Just like there is prime real estate conversions available for a new franchisee, there is also a big market to find used equipment for the business. Again, this will help a new franchisee during this inflation period reduce start-up costs.
Best Franchises for Inflation Hedging
Regardless of inflation, there are seven million people in the world who are going to need to eat every day. If you have a restaurant franchise you can be their choice of where to go.
The key is picking the smartest food franchise to invest in. To make money with a franchise during inflation, or even in a more stable economy, that choice should always be an emerging brand. An emerging brand gives an investor lower start-up fees, prime territories, and the time needed to make money on the investment. While a brand like McDonald’s has great name recognition, it doesn’t give a new owner the elements needed for strong ROI.
Right now, there are some exciting new brands that are innovating the restaurant space with simplified operations, which translates again to lower costs for owners. In the full-service space, Taffer’s Tavern revolutionized the category with a kitchen of the future, while concepts like dessert franchise JARS, dumpling franchise Brooklyn Dumpling Shop and DIY cake decorating store Duff’s CakeMix all operate without hoods and vents. This means a far less expensive kitchen is required. There are also brands like Rise and Brooklyn Dumpling Shop using technology to reduce costs and drive profit.

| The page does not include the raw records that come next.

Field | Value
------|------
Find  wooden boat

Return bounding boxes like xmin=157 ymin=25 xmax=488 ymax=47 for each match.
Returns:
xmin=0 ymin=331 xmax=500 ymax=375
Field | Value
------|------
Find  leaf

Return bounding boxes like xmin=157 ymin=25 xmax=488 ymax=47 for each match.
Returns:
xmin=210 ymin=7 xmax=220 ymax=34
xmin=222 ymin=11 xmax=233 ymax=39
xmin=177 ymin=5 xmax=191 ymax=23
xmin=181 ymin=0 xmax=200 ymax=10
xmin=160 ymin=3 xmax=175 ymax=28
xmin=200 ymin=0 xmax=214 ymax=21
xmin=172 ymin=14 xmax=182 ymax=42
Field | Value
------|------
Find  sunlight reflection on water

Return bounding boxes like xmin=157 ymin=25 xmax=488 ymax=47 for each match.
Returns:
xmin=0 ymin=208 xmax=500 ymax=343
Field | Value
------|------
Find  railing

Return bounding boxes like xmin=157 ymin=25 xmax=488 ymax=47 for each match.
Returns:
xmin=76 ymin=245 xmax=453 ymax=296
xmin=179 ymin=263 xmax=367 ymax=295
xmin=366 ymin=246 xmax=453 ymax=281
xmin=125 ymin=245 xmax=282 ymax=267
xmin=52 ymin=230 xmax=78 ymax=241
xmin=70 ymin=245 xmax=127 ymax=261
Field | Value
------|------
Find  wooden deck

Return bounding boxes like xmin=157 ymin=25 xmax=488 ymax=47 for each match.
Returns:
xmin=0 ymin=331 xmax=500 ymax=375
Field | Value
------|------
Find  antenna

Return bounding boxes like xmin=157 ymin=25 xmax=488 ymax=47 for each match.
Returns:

With inflation pinching consumers wallets, a concept like PayMore, the fastest growing used electronic and gaming retail store is perfectly positioned to succeed. Not only can consumers sell their unwanted electronics for top dollar, the store offers customers the opportunity to buy recent iPhones, computers, tablets and gaming devices for far less than new.
Any of these emerging concepts would be a strong buy to hedge against inflation.
While there’s never a wrong time to buy a franchise, investors know that when the average person worries about the economy, it’s an even better time to invest. The economy is in a constant state of flux and inflation is just a condition a savvy owner can deal with. Just like every other business situation, inflation is just one piece of a puzzle that pays off handsomely when you solve it.
* “The numbers illustrate the total Gross Revenue generated by the Franchisee-Owned Restaurants during the Applicable Measurement Period (Jan 2021 to Dec 2021), as stated in Item 19 of the Rise Disclosure Document dated April 20, 2022.” “Gross Revenues” mean all revenues the Restaurant generates from all business conducted at or from its location including amounts received from the sale and delivery of food items, services, products, merchandise, and tangible property of any nature whatsoever, including proceeds from business interruption insurance, whether in cash or for credit, and whether collected or uncollected. Gross Revenues, however, does not include the amount of any applicable sales tax imposed by any federal, state, municipal or other governmental authority if such taxes are stated separately when the customer is charged and the Restaurant pays such amounts as and when due to the appropriate taxing authority. Also, excluded from Gross Revenues are: (i) the amounts of any documented refunds, chargebacks, credits and allowances given to customers in good faith pursuant to our standard procedures for issuing such refunds; and (ii) tip income and tip expense.